How should brands, organizations and other entities counter bad news or what they believe to be inaccurate reporting? Melanie Streeper, a public information officer for the St. Louis City Comptroller and a former TV journalist, took an interesting tack when Elliot Davis, an investigative reporter from Fox affiliate KTVI-2, recently tried to interview City Comptroller Darlene Green about whether she had been using a city take-home car that reportedly was costing taxpayers $26,000. After Streeper rebuffed several of his emailed interview requests, Davis decided to go to City Hall, find Green in the hallway and question her on camera. Once found, Green started to respond to Davis’s questions about the city-owned car. That is, until Streeper suddenly stepped in and repeatedly said, “No, no, no.” Then Streeper, shielding her face from the camera with a folder, whisked Green into a room closed to media. Interview over.
Watching the footage, who do you think comes off badly and, worse, less than professional?
The episode raises key questions for communicators: What is the best way to react to negative news? Since many stories fade quickly, is a reaction always warranted? By responding, you run the risk of keeping the story alive and encouraging additional coverage. Still, there are times when a response is necessary to curtail a serious hit to your reputation and/or sales. Every situation is different, of course. Once you have decided to respond, though, it’s best to select a mix of media channels and tactics that match your stakeholders and messages.
You can choose from traditional channels such as press releases, press conferences and op-ed articles. Then there are social media platforms such as Facebook, Twitter, YouTube and Vine. You also can meet critics face-to-face, but you should do so off the grid. Recruiting third-party advocates, who have their own channels, is yet another possibility.
THE FACE-TO-FACE APPROACH
Following its reputation debacle in 2013, Barilla Pasta began by using YouTube, but needed additional tactics to allay its fiercest critics. The crisis broke when Barilla CEO Guido Barilla insulted the LGBT community, saying he would never allow gays to appear in Barilla ads. He even suggested that gays should buy a different brand of pasta.
The comments created a social media firestorm and sparked calls to boycott Barilla pastas and sauces. The CEO issued a video apology (youtu.be/2Tg61KYPLqQ), but consumers and large accounts, such as university dining services, continued boycotting the company.
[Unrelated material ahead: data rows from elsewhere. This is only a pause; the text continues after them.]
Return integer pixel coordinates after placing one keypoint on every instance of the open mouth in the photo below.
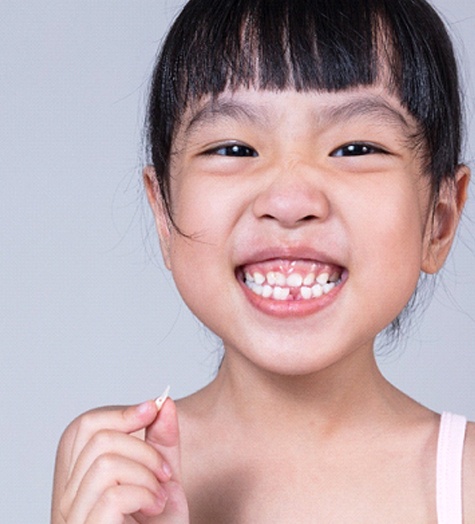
(289, 280)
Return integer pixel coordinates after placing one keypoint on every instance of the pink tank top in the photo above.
(449, 468)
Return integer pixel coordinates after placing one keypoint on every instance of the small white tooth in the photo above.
(259, 278)
(294, 280)
(321, 279)
(317, 290)
(257, 289)
(309, 279)
(280, 293)
(271, 278)
(161, 399)
(267, 291)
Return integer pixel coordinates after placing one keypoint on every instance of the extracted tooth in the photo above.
(294, 280)
(280, 293)
(321, 279)
(309, 279)
(267, 291)
(270, 277)
(259, 278)
(317, 290)
(161, 399)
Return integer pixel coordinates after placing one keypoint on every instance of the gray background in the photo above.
(88, 316)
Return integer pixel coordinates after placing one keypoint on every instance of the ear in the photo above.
(162, 220)
(444, 219)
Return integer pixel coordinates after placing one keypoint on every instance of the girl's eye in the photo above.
(356, 150)
(236, 150)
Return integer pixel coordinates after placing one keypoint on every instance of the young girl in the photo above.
(304, 171)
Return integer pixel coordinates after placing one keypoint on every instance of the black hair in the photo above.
(323, 45)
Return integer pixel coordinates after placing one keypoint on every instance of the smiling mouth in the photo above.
(289, 280)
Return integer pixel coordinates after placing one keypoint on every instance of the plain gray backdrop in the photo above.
(88, 315)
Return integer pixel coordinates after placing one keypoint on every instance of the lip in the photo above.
(288, 253)
(290, 308)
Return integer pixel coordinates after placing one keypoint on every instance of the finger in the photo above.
(119, 501)
(125, 420)
(107, 443)
(163, 435)
(106, 472)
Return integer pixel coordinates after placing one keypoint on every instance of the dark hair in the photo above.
(309, 45)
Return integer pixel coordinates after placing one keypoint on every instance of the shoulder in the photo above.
(469, 474)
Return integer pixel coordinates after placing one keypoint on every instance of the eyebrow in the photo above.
(219, 108)
(360, 106)
(372, 105)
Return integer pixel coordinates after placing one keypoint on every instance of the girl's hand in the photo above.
(106, 474)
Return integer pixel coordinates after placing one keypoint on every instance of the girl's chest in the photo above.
(335, 489)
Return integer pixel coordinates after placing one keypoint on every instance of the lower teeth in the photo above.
(286, 293)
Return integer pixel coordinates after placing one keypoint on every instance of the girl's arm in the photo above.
(106, 473)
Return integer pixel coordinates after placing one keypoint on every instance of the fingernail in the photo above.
(167, 470)
(144, 407)
(161, 399)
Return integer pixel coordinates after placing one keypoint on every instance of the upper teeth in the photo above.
(276, 285)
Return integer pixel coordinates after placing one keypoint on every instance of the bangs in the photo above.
(305, 45)
(276, 45)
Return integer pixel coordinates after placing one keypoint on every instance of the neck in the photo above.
(330, 398)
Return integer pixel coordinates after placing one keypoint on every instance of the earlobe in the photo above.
(444, 221)
(162, 220)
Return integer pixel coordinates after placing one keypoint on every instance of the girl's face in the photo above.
(306, 221)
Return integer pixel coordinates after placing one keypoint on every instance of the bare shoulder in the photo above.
(469, 474)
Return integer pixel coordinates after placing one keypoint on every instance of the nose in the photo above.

The resolution to this bad news had to be planned and executed over time; it meant contacting and building relationships with the offended groups. After months of meetings and other actions, including creating a diversity counsel, Barilla was able to turn around the issue.
The change was so dramatic that NGOs, such as the Human Rights Watch, now praise the company (wapo.st/1xUXv3g).
As is often the case, the articles touting the turnaround were not as numerous as initial reports of the controversy. But the response from the LGBT community has been sincere and heartfelt.
Understand, though, the engagement attempt could have backfired for Barilla. Instead of agreeing to meet with the company, critics could have continued to bash the brand. In this case, however, Barilla’s engagement strategy paid off.
USING VIDEO FOR A DEEPER RESPONSE
There are other ways to combat what you consider unfair media coverage. Consider Wal-Mart and how it countered an investigative newspaper article. In April 2012, The New York Times ran a front-page article replete with allegations of Wal-Mart’s bribery and corrupt practices in Mexico (nyti.ms/1Lrjv9A).
Rather than confine itself to a few comments/quotes in the newspaper, that afternoon Wal-Mart decided to post a video on YouTube (youtu.be/hFEdA3iVREI).
David Tovar, Wal-Mart VP of corporate communications, offered the company’s point of view. Why did Wal-Mart choose YouTube? Why not an ad in the Times or other publications? Perhaps send an email to employees, shareholders and other stakeholders? In fact, several of those tactics also were used.
But the YouTube video was perhaps the best channel to reach employees, shareholders, customers and vendors. These groups undoubtedly were curious about the company’s reaction and wanted more than a one-sentence statement in a newspaper. Through YouTube, stakeholders were able to see and hear a fuller, more passionate response.
Advantages of the Wal-Mart approach:
- Rapid, same-day response
- One-way communication to stakeholders
- Video communicated tone and commitment, not just words
The above examples illustrate several ways to respond to bad news, each with its pros and cons. The Wal-Mart You-Tube video was one-way communications, prepared and edited by the company.
Similarly, the Barilla meetings were private, avoiding the media glare. Those conversations with the LGBT community were frank, difficult and probably very heated. Yet, the company was more interested in the end result, rather than attempting to make points immediately by conducting the dialogue in public.